Permalink Reply by David on September 5, 2012 at 6:37pm I have not read the Lumet book. Should be interesting though. I've been reading Larry McMurtry's book called Books, A Memoir. It's more about his obsession on collecting books, than movies, but he mentions movies a bit here and there and Hollywood too as he used to live in the area when they had optioned his books to make into a movie: Hud, The Last Picture Show, Lonesome Dove, etc. Since I have a collector mentality, and like to collect books as well, I find it interesting.
Permalink Reply by Ando on September 12, 2012 at 9:30pm
Permalink Reply by David on September 13, 2012 at 4:13pm Ando, glad you are enjoying Books by McMurtry. He has another one called Roads, which I've not read, but sounds interesting. You might also enjoy the book by Peter Bagdanovich called Who The Hell's In it. It's conversations with some of Hollywood's famous actors.
Permalink Reply by Ando on September 13, 2012 at 9:44pm
Permalink Reply by David on September 14, 2012 at 4:37pm I like Hitchcock, so that would be something I'd be interested in, thanks.

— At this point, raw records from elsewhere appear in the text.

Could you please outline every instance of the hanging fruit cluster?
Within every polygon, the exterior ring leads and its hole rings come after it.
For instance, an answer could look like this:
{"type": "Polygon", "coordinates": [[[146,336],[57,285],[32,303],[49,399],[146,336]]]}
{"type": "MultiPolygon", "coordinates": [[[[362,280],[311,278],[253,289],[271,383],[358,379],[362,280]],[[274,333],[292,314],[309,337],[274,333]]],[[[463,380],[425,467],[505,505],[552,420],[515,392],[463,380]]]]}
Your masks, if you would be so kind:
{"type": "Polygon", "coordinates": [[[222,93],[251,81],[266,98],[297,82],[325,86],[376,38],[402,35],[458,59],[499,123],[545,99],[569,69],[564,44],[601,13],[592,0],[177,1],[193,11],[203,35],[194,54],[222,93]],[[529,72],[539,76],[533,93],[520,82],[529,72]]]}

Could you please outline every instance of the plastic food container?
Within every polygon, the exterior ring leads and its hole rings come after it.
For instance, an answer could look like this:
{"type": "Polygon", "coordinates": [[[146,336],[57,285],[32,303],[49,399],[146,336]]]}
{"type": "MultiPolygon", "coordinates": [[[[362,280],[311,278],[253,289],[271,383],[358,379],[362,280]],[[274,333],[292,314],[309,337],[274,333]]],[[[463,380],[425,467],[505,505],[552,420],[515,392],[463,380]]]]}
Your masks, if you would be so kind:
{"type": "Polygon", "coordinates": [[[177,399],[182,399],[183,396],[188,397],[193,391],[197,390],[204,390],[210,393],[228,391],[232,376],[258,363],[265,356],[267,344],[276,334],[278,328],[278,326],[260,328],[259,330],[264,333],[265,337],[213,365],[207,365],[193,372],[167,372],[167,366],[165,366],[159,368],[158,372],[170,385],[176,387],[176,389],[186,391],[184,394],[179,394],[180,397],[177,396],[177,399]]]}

Permalink Reply by Ando on November 2, 2012 at 10:42pm
Permalink Reply by Nerves on November 3, 2012 at 10:54am Glad to see you survived Sandy and even have power! For the past few years I've been making my way through Encyclopedia Britannica's Great Books of the Western World which begins with Homer and ends with Freud. I skimmed the two volumes of Aristotle and skipped the ancient math texts. I started reading Virgil but lost interest. Also skipped Ptolemy, Copernicus, Kepler, Augustine, Thomas Aquinus, and Dante. Currently I'm halfway through Montaigne's essays having just finished the book length Apology For Raimond De Sebonde, the gist of which is summed up by the line from Hamlet: "There are more things in heaven and earth, Horatio, Than are dreamt of in your philosophy." Speaking of Shakespeare, his entire oeuvre comprises the next two volumes in the set.
Permalink Reply by Ando on November 3, 2012 at 12:51pm
Permalink Reply by Nerves on November 3, 2012 at 1:01pm I have the 1952 edition. The 1990 edition includes more recent literature: http://en.wikipedia.org/wiki/Great_Books_of_the_Western_World
I used to sell these motherfuckers. There was a prepared pitch that was to be used to sucker unsuspecting marks into buying this shit.
I call it "shit" because their format is particularly obnoxious to those who actually like to read. I can't stand double-column texts myself -- many of the volumes are tedious and uncomfortable to wade through. Plutarch, for example, was a drag. (In fact, I read it alongside the North translation in a much more enjoyable print layout.) Gibbon, Shakespeare, etc. are scrunched into too few volumes.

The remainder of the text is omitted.